The picture above shows the new ‘Arty Nelson’ sign that Stephen mounted on top of the old ‘Shanton’ sign using double-sided tape and heavy monofilament fishing nylon.
The gallery pays artists each week for any sales made during the previous seven day period.
Arty Nelson Gallery interior.
The sales counter.
We live in Todd Valley which is located about nine kilometres from the Nelson City centre. The arrow shows the location of our house… which is in the floor of the valley about 1.5 km from the sea.
Here’s our house. It sits on a small section. You may be able to see the set of four leadlight windows on the left side of the house. These are sandwiched within the double glazing. The low trees between the house and the footpath are mandarins which look great when the fruit is ripe.

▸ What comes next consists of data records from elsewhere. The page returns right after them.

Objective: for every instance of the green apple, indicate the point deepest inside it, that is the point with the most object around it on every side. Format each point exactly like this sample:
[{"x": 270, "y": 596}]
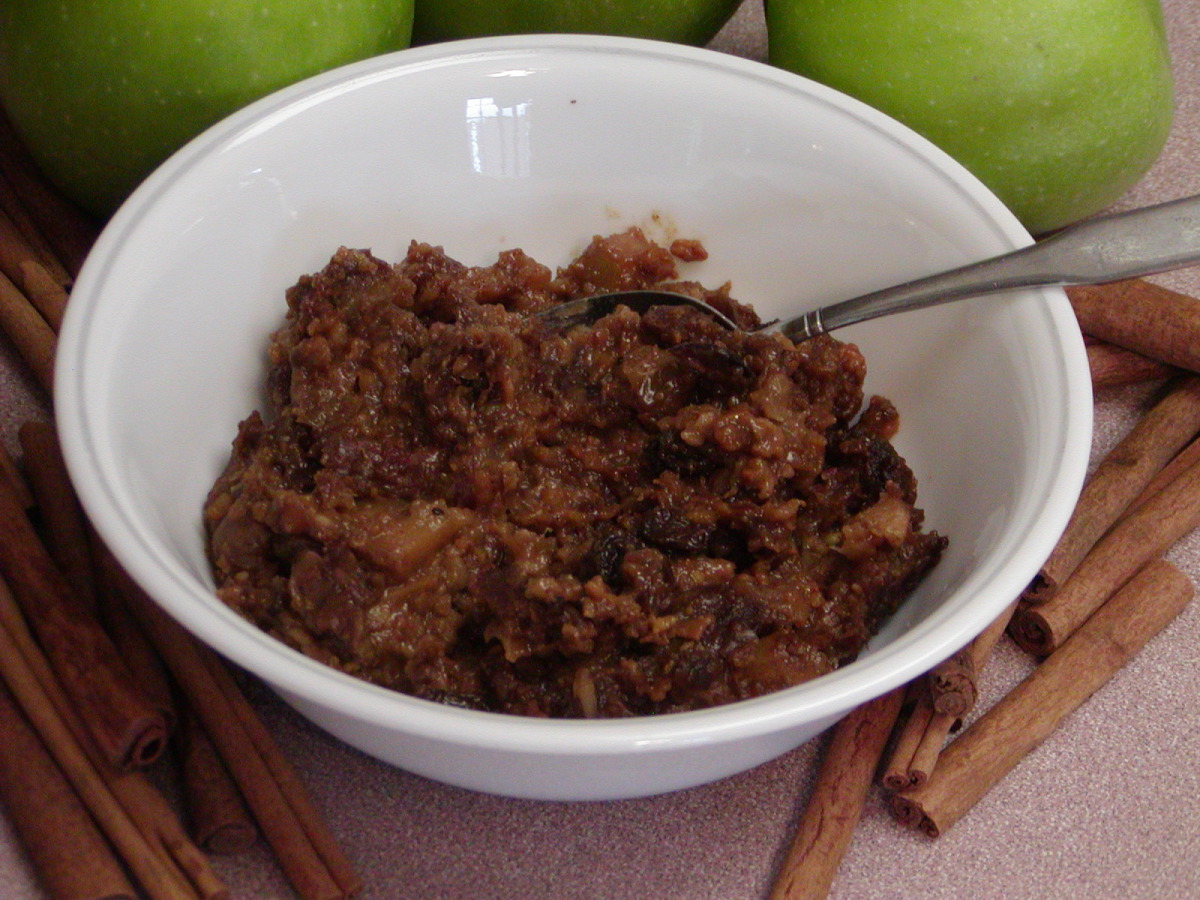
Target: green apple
[
  {"x": 103, "y": 90},
  {"x": 1057, "y": 106},
  {"x": 693, "y": 22}
]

We like to grow fruit and vegetables. This picture was taken around early November. Stephen enjoys growing open-pollinated tomatoes. We had some other images of our back yard to post here, but they didn’t upload because the file size was too big and we ran out of time.
Here’s the glass studio.
Jackie engraving, using a rotary burr.
Mounting decorative items on clear glass to create a picture. We use UV glue for this. We hasten the setting process by shining an ultraviolet flashlight on the glue. We have a large dining table which is handy. It is seldom clear during our busy summer season.
Stephen makes the stainless steel frames and a lot of this work is done in a small shed behind the house. Behind him on the ground is a blacksmith’s swage block. This came from the blacksmith’s shop at the Ministry of Works depot in Nelson where Stephen served his apprenticeship as a Fitter, Turner and Machinist, starting in 1973. When the MOW became Serco… and the Nelson operation was shut down, Stephen bought the swage block which he has become quite attached to.
We make a lot of boxes from recycled cardboard that we obtain from appliance stores. Each wall hanging is generally sold with its own box. And we sometimes have to ship work. We are generally happy about shipping smaller pieces, but following the breakage of an expensive, well-packed, piece that was sent to the UK, we are reluctant to ship our biggest items. If given enough notice we can mount them on toughened glass and spend a lot of time packing them in several cushioning layers to help reduce the risk of damage… but this adds a lot to the price and there is still no guarantee that everything will stay in one piece. We encourage travellers to buy smaller work and carry it home as hand luggage.
Where to from here?
The three items above were collectively selected for first place in the 2014 ‘Dichroic by Design’ competition run by Coatings by Sandberg in the USA. This was a thrill for Jackie and it is possibly a factor behind the increased sales of her work.
Life is fairly busy as we try to keep up with production and help with the operation of the gallery. We are starting to think about what we might do to get a bit more free time and to explore other creative options.